Understanding how Picard uses existing metadata in files to match to the database

dpr · June 8, 2018, 9:41pm

Is there any way to understand how Picard is using the metadata in files to match to the database?

I have the files from my Abbey Rd CD with some good metadata; Album Name, Artist, Date etc.It ought to be enough to match to an entry in the database for the 1987 CD, but Picard keeps wanting to match to the entry for a vynl record from 1980 (https://musicbrainz.org/release/27f534f7-12c5-4c56-8dda-39fbdad10c17?tport=8000)

I have set the matching threshold to 99% for ‘Minimal similarity for file lookups’
(Options->Advanced->Matching) but it still matches to the wrong entry. I’d like to fix this!
Is there any description of matching rules or even better a log of the matching rules at work?
Are there any other ways to control the matching?

Thanks

InvisibleMan78 · June 8, 2018, 9:51pm

Option -> Metadata -> Preferred Releases
on the lower right part:
Choose/Push the “Preferred release formats” from the left side to the right side,
in the sort order you most likely want it, like
“CD”
“Vinyl”
Help: https://picard.musicbrainz.org/docs/options/#preferred_releases

dpr · June 8, 2018, 9:59pm

Thanks. I also updated ‘Minimal similarity for matching files to tracks’ to be 99%, but still ignores the date in the metadata and goes to the wrong entry…

aerozol · June 9, 2018, 7:54am

I haven’t used that slider before so this is probably super dumb… but maybe putting it to 1% is what you want? The slider descriptor is a bit confusing.

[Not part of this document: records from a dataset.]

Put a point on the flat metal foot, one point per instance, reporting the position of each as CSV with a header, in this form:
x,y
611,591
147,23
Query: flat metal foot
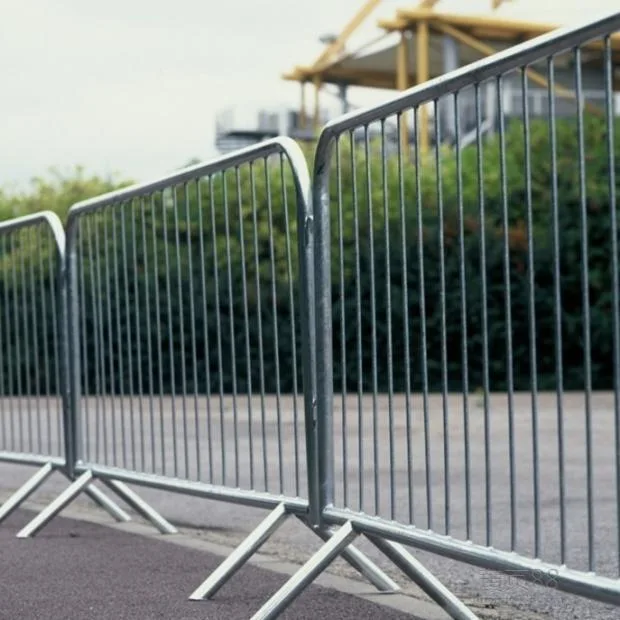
x,y
241,554
362,563
25,491
61,502
140,506
423,578
307,573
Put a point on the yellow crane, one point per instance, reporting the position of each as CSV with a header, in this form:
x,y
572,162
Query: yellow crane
x,y
337,45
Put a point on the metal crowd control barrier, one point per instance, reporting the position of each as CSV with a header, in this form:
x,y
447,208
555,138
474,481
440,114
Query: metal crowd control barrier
x,y
482,478
171,389
33,420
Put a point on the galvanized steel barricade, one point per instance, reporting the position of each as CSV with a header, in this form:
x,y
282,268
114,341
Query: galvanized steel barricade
x,y
187,307
35,424
432,328
32,251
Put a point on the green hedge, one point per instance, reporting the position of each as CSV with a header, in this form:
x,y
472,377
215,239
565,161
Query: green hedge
x,y
143,354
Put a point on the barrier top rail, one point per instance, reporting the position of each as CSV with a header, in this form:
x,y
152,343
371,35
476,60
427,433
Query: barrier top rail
x,y
560,40
48,217
285,145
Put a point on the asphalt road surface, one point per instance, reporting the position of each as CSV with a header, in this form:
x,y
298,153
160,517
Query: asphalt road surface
x,y
192,439
83,571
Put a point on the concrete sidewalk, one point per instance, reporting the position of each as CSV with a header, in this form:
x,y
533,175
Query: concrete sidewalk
x,y
80,570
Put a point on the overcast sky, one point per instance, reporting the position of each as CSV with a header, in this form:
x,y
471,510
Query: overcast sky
x,y
133,86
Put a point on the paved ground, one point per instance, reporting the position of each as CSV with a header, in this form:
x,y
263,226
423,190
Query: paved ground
x,y
75,570
200,453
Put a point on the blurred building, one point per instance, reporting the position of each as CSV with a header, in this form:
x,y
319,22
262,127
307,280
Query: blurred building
x,y
413,44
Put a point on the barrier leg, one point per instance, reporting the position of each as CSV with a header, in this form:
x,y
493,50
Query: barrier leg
x,y
336,544
25,491
361,563
140,506
109,505
241,554
423,578
61,502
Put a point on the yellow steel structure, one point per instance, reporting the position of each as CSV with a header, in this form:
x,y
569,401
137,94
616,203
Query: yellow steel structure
x,y
419,27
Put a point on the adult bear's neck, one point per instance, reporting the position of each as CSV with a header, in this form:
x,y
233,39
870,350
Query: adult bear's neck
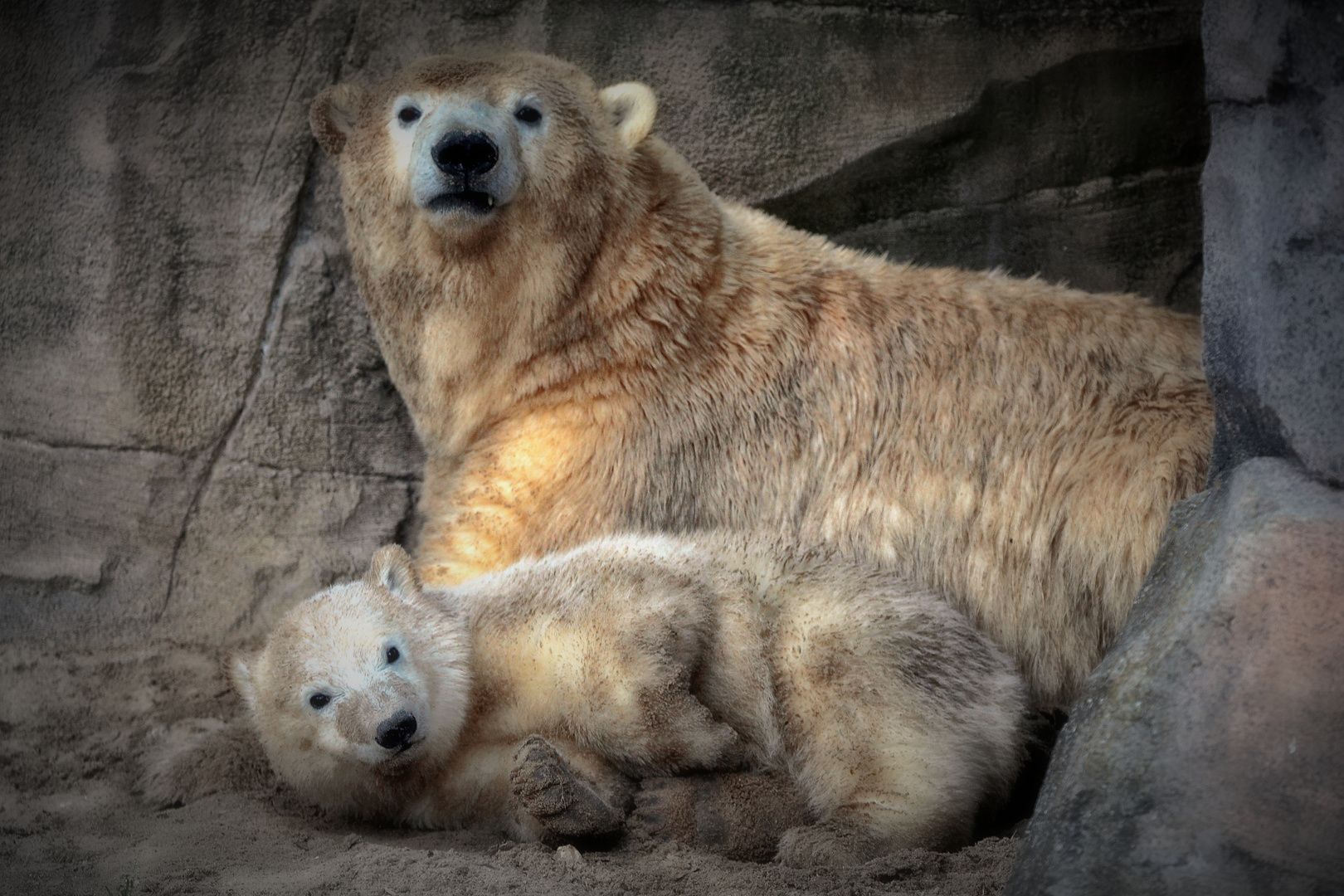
x,y
468,331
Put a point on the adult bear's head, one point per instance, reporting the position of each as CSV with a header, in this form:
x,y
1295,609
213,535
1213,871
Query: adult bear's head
x,y
466,148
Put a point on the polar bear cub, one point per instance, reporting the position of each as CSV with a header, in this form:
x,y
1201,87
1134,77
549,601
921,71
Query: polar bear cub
x,y
530,699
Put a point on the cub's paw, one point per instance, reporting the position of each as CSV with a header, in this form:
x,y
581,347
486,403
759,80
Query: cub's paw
x,y
548,789
734,815
825,844
201,757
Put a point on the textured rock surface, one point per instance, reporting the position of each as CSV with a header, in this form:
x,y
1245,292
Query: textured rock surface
x,y
197,426
1273,199
1203,755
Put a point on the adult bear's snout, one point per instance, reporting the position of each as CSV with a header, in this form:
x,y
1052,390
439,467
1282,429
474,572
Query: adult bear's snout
x,y
465,153
396,731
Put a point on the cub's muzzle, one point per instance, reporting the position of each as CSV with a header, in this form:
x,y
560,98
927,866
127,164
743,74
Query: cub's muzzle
x,y
396,733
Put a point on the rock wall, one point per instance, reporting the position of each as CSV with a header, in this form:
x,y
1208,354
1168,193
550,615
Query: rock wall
x,y
197,427
1203,757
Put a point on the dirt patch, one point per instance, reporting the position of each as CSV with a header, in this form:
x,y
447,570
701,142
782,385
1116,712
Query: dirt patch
x,y
74,727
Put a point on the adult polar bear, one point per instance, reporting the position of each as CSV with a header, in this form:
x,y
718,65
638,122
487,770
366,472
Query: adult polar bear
x,y
590,342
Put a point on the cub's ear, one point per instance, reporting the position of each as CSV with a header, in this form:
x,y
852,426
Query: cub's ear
x,y
632,108
240,674
334,114
392,568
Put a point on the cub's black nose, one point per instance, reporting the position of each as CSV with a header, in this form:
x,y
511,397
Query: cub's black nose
x,y
396,731
465,153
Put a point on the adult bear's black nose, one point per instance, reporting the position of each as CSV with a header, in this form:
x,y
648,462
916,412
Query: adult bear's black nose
x,y
465,153
396,731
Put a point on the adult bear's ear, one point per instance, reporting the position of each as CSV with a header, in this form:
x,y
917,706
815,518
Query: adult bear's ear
x,y
334,114
632,108
240,674
392,568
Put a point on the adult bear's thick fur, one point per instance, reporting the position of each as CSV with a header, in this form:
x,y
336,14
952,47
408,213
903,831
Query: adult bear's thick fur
x,y
590,342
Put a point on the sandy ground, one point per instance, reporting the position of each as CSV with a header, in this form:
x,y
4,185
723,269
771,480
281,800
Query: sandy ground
x,y
74,727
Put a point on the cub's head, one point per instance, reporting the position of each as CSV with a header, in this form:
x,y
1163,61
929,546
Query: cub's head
x,y
460,145
358,687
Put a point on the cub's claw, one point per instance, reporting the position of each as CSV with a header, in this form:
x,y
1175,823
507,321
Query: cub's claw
x,y
548,790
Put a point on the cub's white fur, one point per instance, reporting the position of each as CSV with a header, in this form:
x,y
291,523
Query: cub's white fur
x,y
644,655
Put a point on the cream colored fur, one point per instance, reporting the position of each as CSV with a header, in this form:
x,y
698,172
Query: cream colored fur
x,y
616,348
647,655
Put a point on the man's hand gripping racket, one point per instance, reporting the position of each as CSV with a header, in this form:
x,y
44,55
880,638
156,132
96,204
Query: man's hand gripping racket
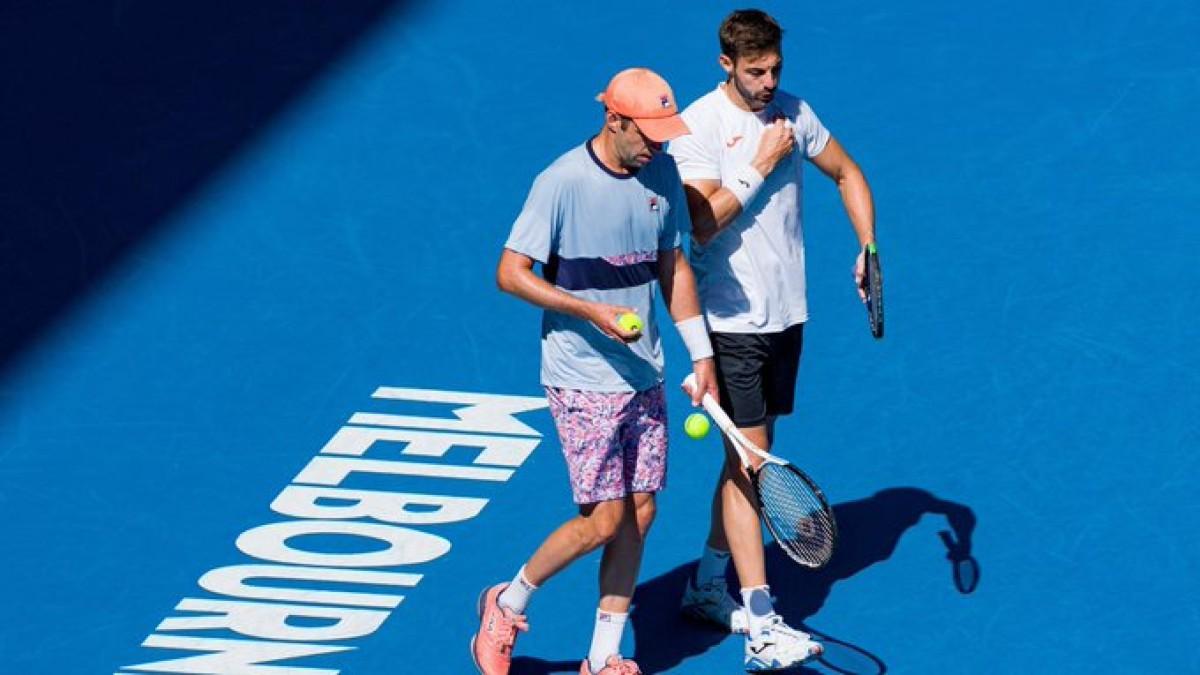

dpr · June 9, 2018, 8:03am

From the help and Configuration — MusicBrainz Picard v2.11.0rc1 documentation

seems pretty clear to me. The higher the %, the more similar is must be to match… a higher % is closer to 100… maybe its not implemented properly?

InvisibleMan78 · June 9, 2018, 8:13am

If I’m not completely wrong, the date is not one of the fields to be used for similarity:

comparison_weights = {
    "title": 13,
    "artist": 4,
    "album": 5,
    "length": 10,
    "totaltracks": 4,
    "releasetype": 20,
    "releasecountry": 2,
    "format": 2,
}

from https://github.com/metabrainz/picard/blob/8478b3150abdb233b5e88c9425e3818e70b9776a/picard/file.py

dpr · June 9, 2018, 10:47am

InvisibleMan78:

If I’m not completely wrong, the date is not one of the fields to be used for similarity:
comparison_weights = {
    "title": 13,
    "artist": 4,
    "album": 5,
    "length": 10,
    "totaltracks": 4,
    "releasetype": 20,
    "releasecountry": 2,
    "format": 2,
}

Thanks for the pointer to the code. The weights seem strange… if its by highest number, releasetype , followed by length - before album and artist…

As you point out, no date…

outsidecontext · June 9, 2018, 6:12pm

The releasetype needs some special mention: The value is intentionally high, but usually not applied this way. The first difference is that the releasetype is not matched against metadata in the file but against your settings of preferred releasetype. And the high value of 20 is modified by the slider you set in those preferences. Depending on how you set the slider a certain releasetype has either no or a very high influence on the matching.

The date IMHO really is missing and would improve your situatiin. Not sure if it was intentionally left out.

aerozol · June 9, 2018, 10:05pm

“more similar” seems to me quite different from “minimal similarity”, which is what the slider description says. That’s why I thought I’d mention it

dpr · June 11, 2018, 6:37pm

Here’s the help:

Blockquote
Minimal similarity for file lookups: The higher then %, the more similar an individual file’s metadata must be to MusicBrainz’s metadata for it to be moved/matched to a release on the right-hand side

so a higher % means the metadata must be closer to MB to be matched…
And From

InvisibleMan78:

If I’m not completely wrong, the date is not one of the fields to be used for similarity:
comparison_weights = {
    "title": 13,
    "artist": 4,
    "album": 5,
    "length": 10,
    "totaltracks": 4,
    "releasetype": 20,
    "releasecountry": 2,
    "format": 2,
}
from picard/picard/file.py at 8478b3150abdb233b5e88c9425e3818e70b9776a · metabrainz/picard · GitHub

we know the metadata…Am I mis-understanding?